KIGALI, Rwanda – In 2006, the Alliance for a Green Revolution in Africa (AGRA) set out to solve the problem of farmers regularly losing their crop to various elements, among them poor soil conditions.

For this a $100m fund was set to develop resilient seed varieties, which were uniquely adapted to thrive in local conditions.

A decade later, 600 new seed varieties were launched and offered to the public. But next came the challenge of ensuring that the farmers had access to the new seed varieties.

“We initially thought that we could get the seeds to the farmers through private seed companies, but it later emerged that most of the farmers we were targeting, especially those from rural landscapes, were not buying their seeds from seed companies,” said Agra’s vice president Joe DeVries, during a plenary session at the African Green Revolution Forum (AGRF) in Kigali, Rwanda.

The challenge drove DeVries and his team back to the drawing board, where they realised that they would have better access to farmers through partnerships with local agro-dealers and other local agencies, which already had known seed distribution platforms.

With this change in strategy, the uptake was tremendous.

“Farmers live and die by the value of their technology; they have an innate understanding that makes them clearly interested in things that will be of benefit to them,” said DeVries.

Similar partnerships, between private institutions, governments and local communities can be used to establish structures that make African farmers resilient against the vagaries of climate change, a crisis that is made worse by the fact that 95 percent of its farming is rain fed.

“Farmers whose production mainly depends on rain-fed strategies will certainly be underprivileged when it comes to resilience. But with proper public-private partnerships, these farmers can be helped to make transitions to better agricultural plans,” said Munhamo Chisvo, the CEO and Head of Mission, FANRPAN.

Shifts to irrigated systems have been slow as the majority of Africa’s farmers run small-scale operations with limited access to finance and information on global trends.

To mitigate this challenge, the World Food Bank CEO and Chairman Richard Lackey, says there is need for governments and private stakeholders alike to rethink their models for blended finance and come up with systems that work in the grassroots.

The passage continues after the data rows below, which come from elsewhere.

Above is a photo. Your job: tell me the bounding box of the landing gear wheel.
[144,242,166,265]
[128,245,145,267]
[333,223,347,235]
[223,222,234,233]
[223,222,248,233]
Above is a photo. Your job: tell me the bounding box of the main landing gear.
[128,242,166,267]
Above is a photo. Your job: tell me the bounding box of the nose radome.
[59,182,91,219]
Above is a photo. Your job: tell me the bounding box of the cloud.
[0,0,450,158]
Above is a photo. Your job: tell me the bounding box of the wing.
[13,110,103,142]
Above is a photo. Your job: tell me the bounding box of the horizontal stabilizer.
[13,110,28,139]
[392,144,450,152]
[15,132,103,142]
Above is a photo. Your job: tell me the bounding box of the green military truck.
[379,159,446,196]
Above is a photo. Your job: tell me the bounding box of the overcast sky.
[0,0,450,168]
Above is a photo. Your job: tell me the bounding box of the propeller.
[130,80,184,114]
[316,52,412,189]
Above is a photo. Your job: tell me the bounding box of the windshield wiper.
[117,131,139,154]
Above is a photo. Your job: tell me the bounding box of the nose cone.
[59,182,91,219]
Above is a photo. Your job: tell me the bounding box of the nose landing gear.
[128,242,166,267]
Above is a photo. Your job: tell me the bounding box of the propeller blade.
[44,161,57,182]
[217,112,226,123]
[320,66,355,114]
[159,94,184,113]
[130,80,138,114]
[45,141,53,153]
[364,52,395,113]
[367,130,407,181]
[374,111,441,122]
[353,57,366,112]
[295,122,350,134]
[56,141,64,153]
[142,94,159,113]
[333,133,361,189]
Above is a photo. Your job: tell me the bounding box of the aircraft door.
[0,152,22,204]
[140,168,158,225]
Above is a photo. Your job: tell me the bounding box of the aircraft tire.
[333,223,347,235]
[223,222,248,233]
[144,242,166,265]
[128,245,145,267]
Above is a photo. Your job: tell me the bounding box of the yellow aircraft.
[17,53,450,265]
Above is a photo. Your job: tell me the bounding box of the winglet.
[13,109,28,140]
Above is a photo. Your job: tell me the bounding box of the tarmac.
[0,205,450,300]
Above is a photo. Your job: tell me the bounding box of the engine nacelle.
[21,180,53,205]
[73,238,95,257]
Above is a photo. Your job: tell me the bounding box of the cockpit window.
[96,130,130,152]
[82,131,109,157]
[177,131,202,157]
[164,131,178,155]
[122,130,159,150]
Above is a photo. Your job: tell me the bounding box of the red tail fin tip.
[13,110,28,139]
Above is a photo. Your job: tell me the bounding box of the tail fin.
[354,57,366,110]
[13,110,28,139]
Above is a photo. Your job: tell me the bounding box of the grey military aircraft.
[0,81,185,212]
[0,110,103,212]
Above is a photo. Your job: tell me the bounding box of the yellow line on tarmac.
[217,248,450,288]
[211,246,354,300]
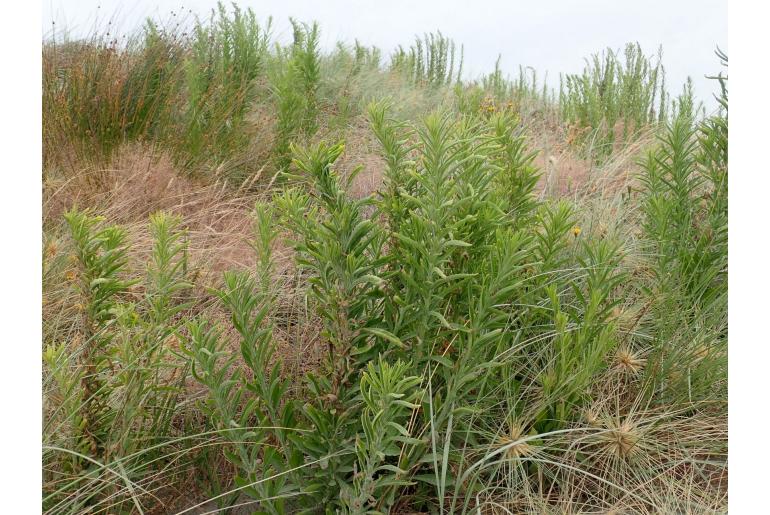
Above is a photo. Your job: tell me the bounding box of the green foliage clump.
[559,43,668,160]
[272,20,321,170]
[642,54,728,408]
[390,32,463,87]
[43,210,190,511]
[177,3,271,166]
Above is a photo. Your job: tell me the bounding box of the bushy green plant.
[390,32,463,87]
[43,210,189,511]
[271,19,320,170]
[642,51,728,408]
[177,3,272,165]
[559,43,668,159]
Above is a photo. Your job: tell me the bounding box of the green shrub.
[176,3,272,166]
[559,43,668,160]
[642,56,728,408]
[43,211,189,512]
[390,32,463,87]
[271,20,320,170]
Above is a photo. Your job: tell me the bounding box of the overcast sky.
[42,0,728,107]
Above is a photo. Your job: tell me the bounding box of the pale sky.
[42,0,728,107]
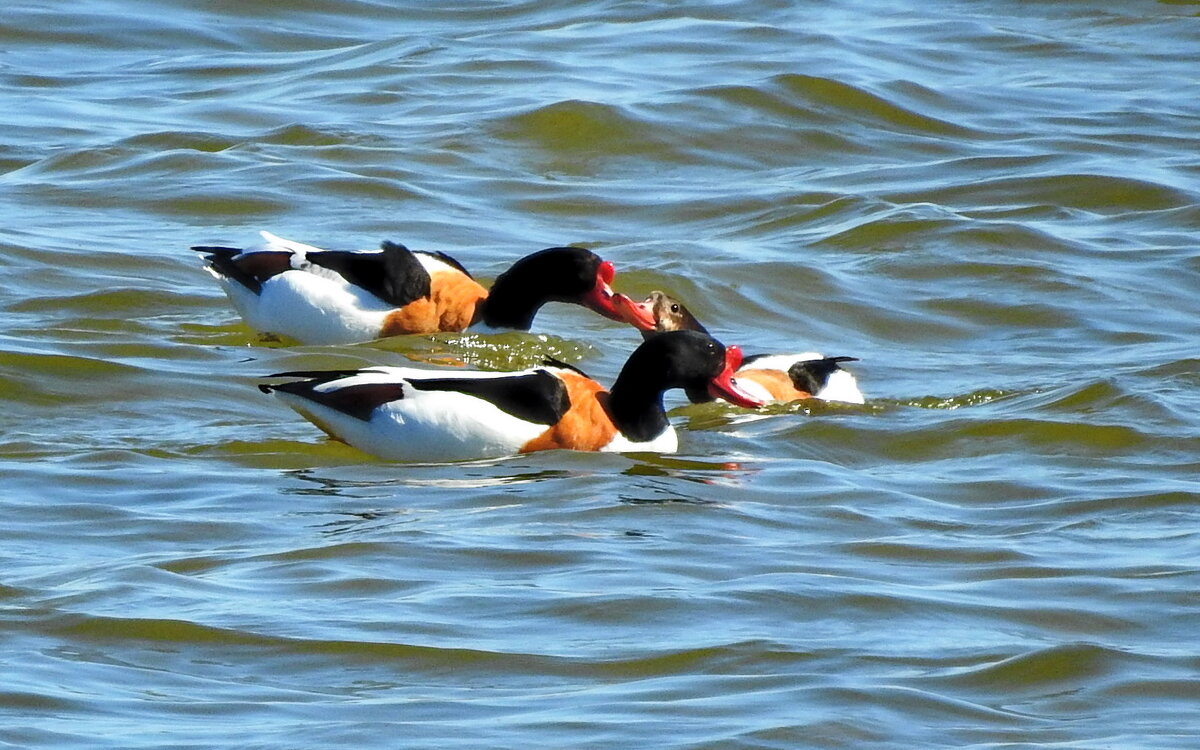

“When we talk about agriculture finance, most of the discussions are focussed on projects. But projects have limited success because there are other elements along the value chain that are ignored. Consequently we see a disconnect between the large national public-private partnerships and what we see in grassroots, which tend to be smaller,” said Lackey.

“There may be cause for institutions to rethink the models used in implementing financing through public-private partnerships.”

Dr. Charles Karangwa, the Regional Coordinator for the Forest Landscape Restoration, International Union for Conservation of Nature (IUCN), like Lackey, believes that for the achievement of set agricultural goals, strong public-private partnerships need to be effected across all sections.

“One of the challenges we have for smallholder farmers is a lack of extension services-services that were available in the past, but have now been dropped. To bring back these services, it is important that government leaders work with private institutions,” he said.

In the end, speakers at the forum agreed that structured public-partnership are an ideal entry point for financiers and other support providers, speeding the growth of agricultural transformation in the continent.

In this regard, Devries confirmed that AGRA was in the process of establishing a large agribusiness fund for the benefit of Africa farmers and producers.

“We are targeting people who have good vision, among them seed distributors, food processors and prepared food manufacturers. However, we are going to start small, with $50,000 to $100,000 loans, to those that meet the requirements,” said DeVries.